There were long lines of visitors waiting to enter on opening day, “and the crowd-drawing hype seems to be more than a flash in the pan,” Placer.ai reported. The months following the opening were the mall’s strongest in the past year and a half, according to Placer.ai. Visits were up by 10% in July, and shoppers commented that the addition of the store had turned the mall into a one-stop shopping destination for them.
Surge Entertainment, Pierre Bossier Mall, Bossier City, LA
Surge Entertainment, a children’s play space with zip-lining, bowling, laser tag, and arcade games, opened at Pierre Bossier Mall in Louisiana in April. Placer.ai spotlighted this addition in its report because of the impact on dwell times – the amount of time visitors spent at a mall.
Placer.ai reported it saw a dramatic increase in average dwell time after Surge Entertainment opened. Median dwell time jumped to 78 minutes after it opened, up from a median time of 51 to 58 minutes for the nine months prior to the opening. Since then, median dwell times have remained elevated and have consistently stayed at 75 minutes or longer.

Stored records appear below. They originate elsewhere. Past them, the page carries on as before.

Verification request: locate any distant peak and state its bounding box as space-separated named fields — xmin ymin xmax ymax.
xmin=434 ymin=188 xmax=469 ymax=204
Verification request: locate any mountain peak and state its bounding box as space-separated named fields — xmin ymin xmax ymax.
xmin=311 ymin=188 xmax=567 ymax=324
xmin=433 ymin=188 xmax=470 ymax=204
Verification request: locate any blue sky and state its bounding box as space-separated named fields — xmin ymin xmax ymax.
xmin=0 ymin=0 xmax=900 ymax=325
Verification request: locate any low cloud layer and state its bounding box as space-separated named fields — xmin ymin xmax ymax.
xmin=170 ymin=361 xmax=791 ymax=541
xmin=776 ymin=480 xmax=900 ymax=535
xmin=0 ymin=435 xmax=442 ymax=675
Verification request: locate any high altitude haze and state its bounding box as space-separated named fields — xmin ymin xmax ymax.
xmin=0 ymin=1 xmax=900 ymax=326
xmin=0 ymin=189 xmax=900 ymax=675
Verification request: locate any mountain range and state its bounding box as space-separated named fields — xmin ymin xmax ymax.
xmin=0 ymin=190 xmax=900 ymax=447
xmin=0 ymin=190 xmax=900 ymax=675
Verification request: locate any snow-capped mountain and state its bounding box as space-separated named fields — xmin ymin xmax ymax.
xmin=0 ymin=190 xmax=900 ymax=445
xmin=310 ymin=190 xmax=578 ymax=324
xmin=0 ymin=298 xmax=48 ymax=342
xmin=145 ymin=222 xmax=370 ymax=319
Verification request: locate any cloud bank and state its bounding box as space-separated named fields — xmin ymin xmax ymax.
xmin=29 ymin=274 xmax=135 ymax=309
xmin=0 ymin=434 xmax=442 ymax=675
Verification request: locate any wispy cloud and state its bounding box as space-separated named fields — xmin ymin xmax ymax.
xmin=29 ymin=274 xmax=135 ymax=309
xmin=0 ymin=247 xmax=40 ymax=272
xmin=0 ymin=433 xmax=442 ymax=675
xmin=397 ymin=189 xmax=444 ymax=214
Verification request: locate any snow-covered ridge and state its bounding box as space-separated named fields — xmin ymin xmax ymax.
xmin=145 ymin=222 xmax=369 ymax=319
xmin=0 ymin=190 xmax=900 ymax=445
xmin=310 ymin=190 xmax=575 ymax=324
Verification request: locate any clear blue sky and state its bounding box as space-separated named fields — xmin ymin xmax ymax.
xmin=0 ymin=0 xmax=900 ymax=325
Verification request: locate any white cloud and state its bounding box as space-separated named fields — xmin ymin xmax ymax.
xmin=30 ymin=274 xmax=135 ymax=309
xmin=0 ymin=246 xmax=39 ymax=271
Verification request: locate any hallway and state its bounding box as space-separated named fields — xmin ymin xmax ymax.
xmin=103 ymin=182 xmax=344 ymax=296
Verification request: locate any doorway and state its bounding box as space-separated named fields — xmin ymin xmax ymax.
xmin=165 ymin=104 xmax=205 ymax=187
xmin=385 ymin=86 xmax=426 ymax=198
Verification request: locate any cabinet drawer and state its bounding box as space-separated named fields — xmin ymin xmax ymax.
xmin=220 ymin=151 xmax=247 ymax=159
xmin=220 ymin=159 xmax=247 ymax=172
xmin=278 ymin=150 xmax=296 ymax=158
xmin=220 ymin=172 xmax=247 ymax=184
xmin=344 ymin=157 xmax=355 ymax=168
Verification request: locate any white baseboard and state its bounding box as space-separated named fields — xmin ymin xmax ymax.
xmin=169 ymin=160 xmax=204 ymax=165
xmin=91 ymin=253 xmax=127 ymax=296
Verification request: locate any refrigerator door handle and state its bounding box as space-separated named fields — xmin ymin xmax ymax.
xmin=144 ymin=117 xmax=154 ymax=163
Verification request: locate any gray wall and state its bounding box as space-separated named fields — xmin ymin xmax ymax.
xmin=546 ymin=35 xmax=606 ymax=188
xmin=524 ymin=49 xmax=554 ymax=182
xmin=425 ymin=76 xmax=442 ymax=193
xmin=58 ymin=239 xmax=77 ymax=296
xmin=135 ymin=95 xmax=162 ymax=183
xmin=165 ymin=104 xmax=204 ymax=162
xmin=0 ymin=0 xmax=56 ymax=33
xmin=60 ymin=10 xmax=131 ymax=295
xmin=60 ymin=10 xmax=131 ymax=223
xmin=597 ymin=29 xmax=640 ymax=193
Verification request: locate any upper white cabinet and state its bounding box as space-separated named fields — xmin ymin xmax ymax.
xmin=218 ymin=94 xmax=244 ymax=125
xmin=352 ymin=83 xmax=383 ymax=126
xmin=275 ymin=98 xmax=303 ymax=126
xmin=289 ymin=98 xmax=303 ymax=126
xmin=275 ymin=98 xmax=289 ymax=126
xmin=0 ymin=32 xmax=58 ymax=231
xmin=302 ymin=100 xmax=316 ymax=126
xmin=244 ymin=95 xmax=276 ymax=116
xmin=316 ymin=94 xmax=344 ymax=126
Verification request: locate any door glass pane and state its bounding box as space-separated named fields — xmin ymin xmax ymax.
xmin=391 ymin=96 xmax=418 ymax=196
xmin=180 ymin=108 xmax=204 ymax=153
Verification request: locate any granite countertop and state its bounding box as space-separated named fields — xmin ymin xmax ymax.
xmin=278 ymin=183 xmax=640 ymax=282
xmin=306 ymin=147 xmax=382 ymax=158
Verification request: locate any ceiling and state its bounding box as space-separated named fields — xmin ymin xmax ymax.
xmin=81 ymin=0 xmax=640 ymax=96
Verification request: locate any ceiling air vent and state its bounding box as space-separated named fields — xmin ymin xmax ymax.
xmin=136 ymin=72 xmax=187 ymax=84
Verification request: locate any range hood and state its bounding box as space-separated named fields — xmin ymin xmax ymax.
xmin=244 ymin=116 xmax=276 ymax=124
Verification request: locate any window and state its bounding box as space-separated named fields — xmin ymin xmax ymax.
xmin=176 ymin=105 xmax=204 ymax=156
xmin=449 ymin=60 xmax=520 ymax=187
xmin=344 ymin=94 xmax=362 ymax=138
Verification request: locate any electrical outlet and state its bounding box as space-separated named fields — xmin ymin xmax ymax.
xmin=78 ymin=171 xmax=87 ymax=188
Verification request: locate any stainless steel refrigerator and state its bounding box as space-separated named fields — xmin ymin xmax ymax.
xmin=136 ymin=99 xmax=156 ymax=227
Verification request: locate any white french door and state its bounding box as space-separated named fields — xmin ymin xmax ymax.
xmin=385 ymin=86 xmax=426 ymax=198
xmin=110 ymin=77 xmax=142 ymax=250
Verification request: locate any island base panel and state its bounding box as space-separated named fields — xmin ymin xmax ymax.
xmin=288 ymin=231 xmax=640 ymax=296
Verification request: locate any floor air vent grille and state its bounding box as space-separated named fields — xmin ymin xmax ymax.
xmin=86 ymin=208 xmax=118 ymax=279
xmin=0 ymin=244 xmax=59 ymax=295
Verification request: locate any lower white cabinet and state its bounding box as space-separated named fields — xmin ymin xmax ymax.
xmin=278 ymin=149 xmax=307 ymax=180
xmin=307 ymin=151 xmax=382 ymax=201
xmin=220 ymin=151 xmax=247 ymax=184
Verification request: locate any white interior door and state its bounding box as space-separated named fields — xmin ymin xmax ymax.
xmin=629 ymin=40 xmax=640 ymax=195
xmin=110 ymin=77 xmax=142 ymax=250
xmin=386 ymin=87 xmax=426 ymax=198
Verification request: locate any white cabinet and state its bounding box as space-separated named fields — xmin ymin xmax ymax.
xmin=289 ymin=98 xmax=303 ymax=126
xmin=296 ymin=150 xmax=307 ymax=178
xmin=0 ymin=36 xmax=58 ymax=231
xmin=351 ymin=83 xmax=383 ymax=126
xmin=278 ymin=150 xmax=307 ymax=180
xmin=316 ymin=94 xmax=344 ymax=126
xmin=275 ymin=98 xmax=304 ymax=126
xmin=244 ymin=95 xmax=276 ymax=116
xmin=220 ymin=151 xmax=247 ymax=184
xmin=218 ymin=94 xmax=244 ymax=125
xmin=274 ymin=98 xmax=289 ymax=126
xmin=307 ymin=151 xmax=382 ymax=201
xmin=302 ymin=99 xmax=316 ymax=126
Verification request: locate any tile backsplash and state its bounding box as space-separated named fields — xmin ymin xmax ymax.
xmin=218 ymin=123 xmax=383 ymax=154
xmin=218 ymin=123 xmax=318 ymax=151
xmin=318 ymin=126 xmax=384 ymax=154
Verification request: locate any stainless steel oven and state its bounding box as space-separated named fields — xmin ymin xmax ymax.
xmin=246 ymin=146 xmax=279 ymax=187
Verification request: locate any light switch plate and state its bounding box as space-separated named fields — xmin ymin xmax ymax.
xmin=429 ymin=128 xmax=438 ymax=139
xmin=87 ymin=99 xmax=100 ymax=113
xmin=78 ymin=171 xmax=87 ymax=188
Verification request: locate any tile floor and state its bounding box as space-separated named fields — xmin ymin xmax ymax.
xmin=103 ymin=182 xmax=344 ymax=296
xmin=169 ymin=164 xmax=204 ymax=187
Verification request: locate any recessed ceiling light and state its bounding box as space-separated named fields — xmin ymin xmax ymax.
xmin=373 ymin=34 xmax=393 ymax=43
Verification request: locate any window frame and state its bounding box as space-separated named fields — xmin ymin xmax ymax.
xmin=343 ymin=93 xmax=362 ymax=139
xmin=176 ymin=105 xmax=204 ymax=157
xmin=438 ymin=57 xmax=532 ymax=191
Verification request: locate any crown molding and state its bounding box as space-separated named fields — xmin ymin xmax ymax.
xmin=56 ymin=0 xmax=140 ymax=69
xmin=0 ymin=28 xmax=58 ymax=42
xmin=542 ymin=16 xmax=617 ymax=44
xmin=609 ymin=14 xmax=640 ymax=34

A “slap in the face” becomes a wake-up call
Placer.ai’s Chernofsky sees the above innovations, along with others, as signs mall owners learned important lessons during the pandemic lockdowns.
The pandemic, for mall owners, “was like this crazy slap in the face, or getting cold water dropped on you,” Chernofsky said. “But coming out of that experience a lot of folks are saying, you know what, I don’t need a 10-year lease. Maybe I want the ability to keep my space fresher – have core anchor tenants but also have a part of the mix that constantly is refreshing itself.”
“We’re clearly entering into a new phase of what to expect from shopping centers and malls,” he said. “There’s a degree of creativity and willingness to test and try both from the owners and retailers themselves. I think it is going to yield a really exciting period over the next decade where we start reimaging what the mall is all about.”